I love our large family, but large families can make Christmas costly. This year, all the adults we buy for will be receiving hand made gifts from us, and making this decision now gives us time to facilitate that – maybe even learn new skills! The same will apply to birthdays, and what’s more is that if someone has put in the time and effort to make something personal to you, it should carry that extra sentiment with it.
9. Reducing Energy Consumption
“It’s like Blackpool Illuminations in here!”

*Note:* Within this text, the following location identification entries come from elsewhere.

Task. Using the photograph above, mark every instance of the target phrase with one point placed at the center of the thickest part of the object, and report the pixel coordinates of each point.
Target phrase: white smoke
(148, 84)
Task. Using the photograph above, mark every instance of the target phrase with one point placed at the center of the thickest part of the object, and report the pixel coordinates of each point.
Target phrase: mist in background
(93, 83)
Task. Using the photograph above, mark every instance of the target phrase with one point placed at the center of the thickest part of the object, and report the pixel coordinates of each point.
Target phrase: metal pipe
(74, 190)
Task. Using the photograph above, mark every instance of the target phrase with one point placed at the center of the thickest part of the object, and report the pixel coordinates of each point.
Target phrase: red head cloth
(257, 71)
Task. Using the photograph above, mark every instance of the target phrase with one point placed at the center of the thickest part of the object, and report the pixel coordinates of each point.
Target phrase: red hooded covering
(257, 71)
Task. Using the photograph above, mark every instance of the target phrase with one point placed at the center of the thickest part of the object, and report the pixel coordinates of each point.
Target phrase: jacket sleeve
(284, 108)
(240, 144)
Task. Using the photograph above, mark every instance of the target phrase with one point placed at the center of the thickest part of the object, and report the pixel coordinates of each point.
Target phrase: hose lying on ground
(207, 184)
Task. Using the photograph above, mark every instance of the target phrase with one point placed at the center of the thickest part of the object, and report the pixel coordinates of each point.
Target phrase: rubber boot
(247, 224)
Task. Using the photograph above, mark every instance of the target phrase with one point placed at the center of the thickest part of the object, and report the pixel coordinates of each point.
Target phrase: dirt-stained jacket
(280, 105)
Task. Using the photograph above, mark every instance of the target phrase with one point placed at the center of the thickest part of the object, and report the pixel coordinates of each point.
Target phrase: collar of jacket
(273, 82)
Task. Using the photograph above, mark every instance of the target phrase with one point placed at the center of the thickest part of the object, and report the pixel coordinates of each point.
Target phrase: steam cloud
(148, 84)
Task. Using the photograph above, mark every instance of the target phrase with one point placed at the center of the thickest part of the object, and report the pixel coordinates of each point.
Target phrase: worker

If you grew up Northern, you’ll have heard this many times. Small, mindful changes such as switching lights off when you leave a room or adding draught excludes to the bottoms of doors can reduce those energy bills here and there. Those small savings add up! That’s not to say you must live in candle lit rooms – be comfortable, not wasteful. And still do as you please! We don’t have a tumble dryer, but we do have a hot tub. It’s about choice.
10. Explore Cheaper Entertainment
Living a more frugal life doesn’t mean staying in and doing nothing. Nature has EVERYTHING you need to enjoy a day out. Dress appropriately, and go prepared, and you’ll never have a bad day out in nature. One membership we shall be keeping is our National Trust Family Membership. It works out at around £10 per month and even one day out each month means we can explore new places for next to nothing. Plus, we’ll be outdoors for much of that time which is precisely where we love to be.
11. Holiday for Less
We won’t be travelling abroad this year for a couple of reasons. One being that there are likely to be travel restrictions in place depending on how this and other countries are coping with Covid-19. The other reason is that we adopted a dog from Romania late last year and we are not ready to leave her to go on holiday. She’s had enough trauma in her short life so far so I’m sure we can afford her the time she needs to settle properly into our family. More on her later in the week! We have one UK holiday booked in Spring, and will hopefully be camping over the summer too, but the dogs can come with us. Camping is a far cheaper way to see our beautiful country than many other stay-cation options. Also, Brits are avid campers so there are plenty of campsites to choose from!
So those are 11 ways I’m hoping to save money during 2021 – do you have any suggestions as to what I could add to my list?